Dataset - Githubissues

shvdiwnkozbw / Multi-Source-Sound-Localization

This repo aims to perform sound localization in complex audiovisual scenes, where there multiple objects making sounds.

79 stars 15 forks source link

Dataset #9

Open Zhengxl25 opened 2 years ago

Zhengxl25 commented 2 years ago

Hi shvdiwnkozbw！ Thank you so much for sharing your code. Can you provide the AudioSet Instrument dataset?Looking forward to your reply!

shvdiwnkozbw commented 2 years ago

Sorry, the AudioSet Instrument dataset is used in previous server, no access to the data itself currently. But it can be filtered by the audio category labels in original AudioSet dataset.

Devin-Pi commented 1 year ago

Hi shvdiwnkozbw！

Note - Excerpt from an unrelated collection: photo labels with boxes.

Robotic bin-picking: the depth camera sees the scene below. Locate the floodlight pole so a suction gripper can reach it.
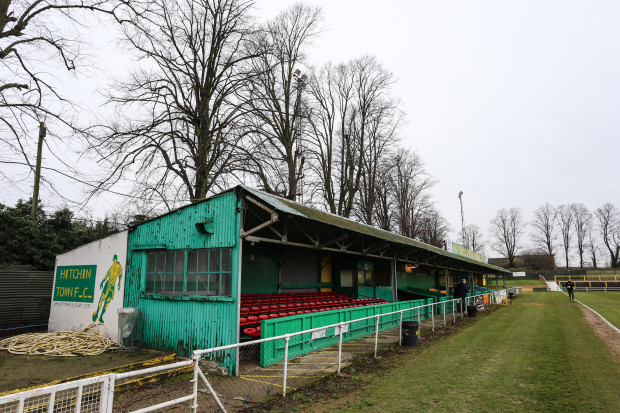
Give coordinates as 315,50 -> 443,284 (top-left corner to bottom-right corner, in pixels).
459,191 -> 466,247
293,69 -> 308,203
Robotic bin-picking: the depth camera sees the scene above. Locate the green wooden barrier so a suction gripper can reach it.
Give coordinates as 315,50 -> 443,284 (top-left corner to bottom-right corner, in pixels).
260,300 -> 430,367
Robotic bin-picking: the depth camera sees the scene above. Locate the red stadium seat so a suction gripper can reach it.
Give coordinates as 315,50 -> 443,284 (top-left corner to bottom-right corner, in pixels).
243,327 -> 260,337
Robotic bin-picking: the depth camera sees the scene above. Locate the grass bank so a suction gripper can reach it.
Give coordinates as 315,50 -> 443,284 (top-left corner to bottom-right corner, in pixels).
251,293 -> 620,412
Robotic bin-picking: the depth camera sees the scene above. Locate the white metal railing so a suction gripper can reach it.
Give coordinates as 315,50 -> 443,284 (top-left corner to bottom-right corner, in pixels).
0,287 -> 520,413
0,374 -> 116,413
562,287 -> 620,292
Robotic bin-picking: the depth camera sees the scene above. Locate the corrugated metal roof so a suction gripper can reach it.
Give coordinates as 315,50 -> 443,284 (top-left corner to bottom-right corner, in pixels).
237,185 -> 510,273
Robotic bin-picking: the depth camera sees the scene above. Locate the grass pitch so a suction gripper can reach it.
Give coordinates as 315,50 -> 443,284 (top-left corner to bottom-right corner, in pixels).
566,291 -> 620,328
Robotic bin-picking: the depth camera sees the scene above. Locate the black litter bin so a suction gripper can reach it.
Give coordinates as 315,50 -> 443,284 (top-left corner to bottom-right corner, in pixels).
467,305 -> 478,317
403,321 -> 420,346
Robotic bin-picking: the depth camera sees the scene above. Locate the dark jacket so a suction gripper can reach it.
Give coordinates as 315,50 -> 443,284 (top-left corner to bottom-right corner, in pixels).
454,282 -> 469,298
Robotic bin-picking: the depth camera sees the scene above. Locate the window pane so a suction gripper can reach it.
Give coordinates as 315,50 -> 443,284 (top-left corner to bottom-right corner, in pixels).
174,251 -> 185,274
155,251 -> 166,273
146,252 -> 157,273
219,273 -> 232,297
166,251 -> 176,273
209,249 -> 220,272
153,273 -> 164,294
198,250 -> 209,272
222,248 -> 232,271
207,274 -> 220,295
144,274 -> 155,293
187,271 -> 196,295
171,273 -> 183,295
196,274 -> 209,296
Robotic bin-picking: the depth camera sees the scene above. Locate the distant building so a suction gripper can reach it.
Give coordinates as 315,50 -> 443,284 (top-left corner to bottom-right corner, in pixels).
489,254 -> 556,270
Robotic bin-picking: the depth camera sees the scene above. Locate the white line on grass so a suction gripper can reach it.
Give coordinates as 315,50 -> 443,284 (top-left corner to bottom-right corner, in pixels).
562,291 -> 620,333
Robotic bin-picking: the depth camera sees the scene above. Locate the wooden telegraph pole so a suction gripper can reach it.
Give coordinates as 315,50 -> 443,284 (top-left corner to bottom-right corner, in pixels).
32,122 -> 47,224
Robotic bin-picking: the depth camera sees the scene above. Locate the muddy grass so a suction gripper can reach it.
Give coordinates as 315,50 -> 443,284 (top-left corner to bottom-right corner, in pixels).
237,306 -> 492,413
0,350 -> 170,393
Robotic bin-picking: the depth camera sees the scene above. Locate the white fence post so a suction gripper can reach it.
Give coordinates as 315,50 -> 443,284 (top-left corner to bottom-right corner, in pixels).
398,311 -> 403,346
452,300 -> 456,323
192,356 -> 200,413
375,315 -> 381,358
282,335 -> 291,397
441,301 -> 446,327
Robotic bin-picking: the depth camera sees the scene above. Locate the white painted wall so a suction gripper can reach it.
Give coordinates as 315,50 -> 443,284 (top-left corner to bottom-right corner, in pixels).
48,231 -> 127,341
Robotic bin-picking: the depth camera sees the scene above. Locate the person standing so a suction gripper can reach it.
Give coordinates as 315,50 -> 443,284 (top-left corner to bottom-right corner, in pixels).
454,278 -> 469,313
564,277 -> 575,301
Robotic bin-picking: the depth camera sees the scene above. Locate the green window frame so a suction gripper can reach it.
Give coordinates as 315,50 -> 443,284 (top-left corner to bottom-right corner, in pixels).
143,248 -> 232,297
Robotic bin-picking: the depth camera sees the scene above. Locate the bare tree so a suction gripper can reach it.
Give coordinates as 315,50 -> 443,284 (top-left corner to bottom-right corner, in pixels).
309,63 -> 362,218
573,204 -> 592,268
419,208 -> 450,248
374,159 -> 395,231
309,56 -> 401,224
557,204 -> 575,268
350,57 -> 402,225
88,0 -> 253,208
0,0 -> 117,199
490,208 -> 526,267
458,224 -> 484,254
243,3 -> 321,200
388,148 -> 437,239
531,203 -> 557,254
594,203 -> 620,268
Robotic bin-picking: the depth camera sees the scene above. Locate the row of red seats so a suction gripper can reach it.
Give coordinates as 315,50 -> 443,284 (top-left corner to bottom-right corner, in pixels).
241,300 -> 354,315
241,291 -> 344,300
241,293 -> 349,306
239,304 -> 364,326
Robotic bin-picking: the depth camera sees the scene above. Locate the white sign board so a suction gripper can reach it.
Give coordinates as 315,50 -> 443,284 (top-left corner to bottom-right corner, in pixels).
48,231 -> 127,341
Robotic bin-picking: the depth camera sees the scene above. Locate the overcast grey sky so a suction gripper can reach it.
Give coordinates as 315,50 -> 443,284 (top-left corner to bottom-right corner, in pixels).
0,0 -> 620,255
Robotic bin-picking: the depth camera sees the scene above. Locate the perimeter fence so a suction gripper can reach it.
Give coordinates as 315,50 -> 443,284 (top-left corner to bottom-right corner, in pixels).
0,287 -> 519,413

Thanks for sharing your work. I would like to ask the "pairs" in the file "./prepare_data/data.py" is the "./utils/dataset.pkl". Or should I prepare the list representing audio-visual pairs index by myself according to my datasets? Looking forward to your reply! Thank you.

shvdiwnkozbw commented 1 year ago

Yes, the pairs depend on the data you use for training. You are expected to generate it according to your dataset.

Devin-Pi commented 1 year ago

Yes, the pairs depend on the data you use for training. You are expected to generate it according to your dataset.

Wow, thank you, shvdiwnkozbw! What's more, I just found a problem happened in "./prepare/data.py", as shown below. Based on Google, the reason for this problem is that the length for those "audios" are different. So, have you encountered this problem and how did you solve this? And can I solve this problem according to this method shown in the link https://stackoverflow.com/questions/52841335/how-can-i-pad-wav-file-to-specific-length/70948409#70948409 . Thank you! Looking forward to your reply.

shvdiwnkozbw commented 1 year ago

I have not encountered this problem. It might be due to the specific data you use. I think it should be fine to solve the problem referring to this link.

Devin-Pi commented 1 year ago

I have not encountered this problem. It might be due to the specific data you use. I think it should be fine to solve the problem referring to this link.

Thanks for your response!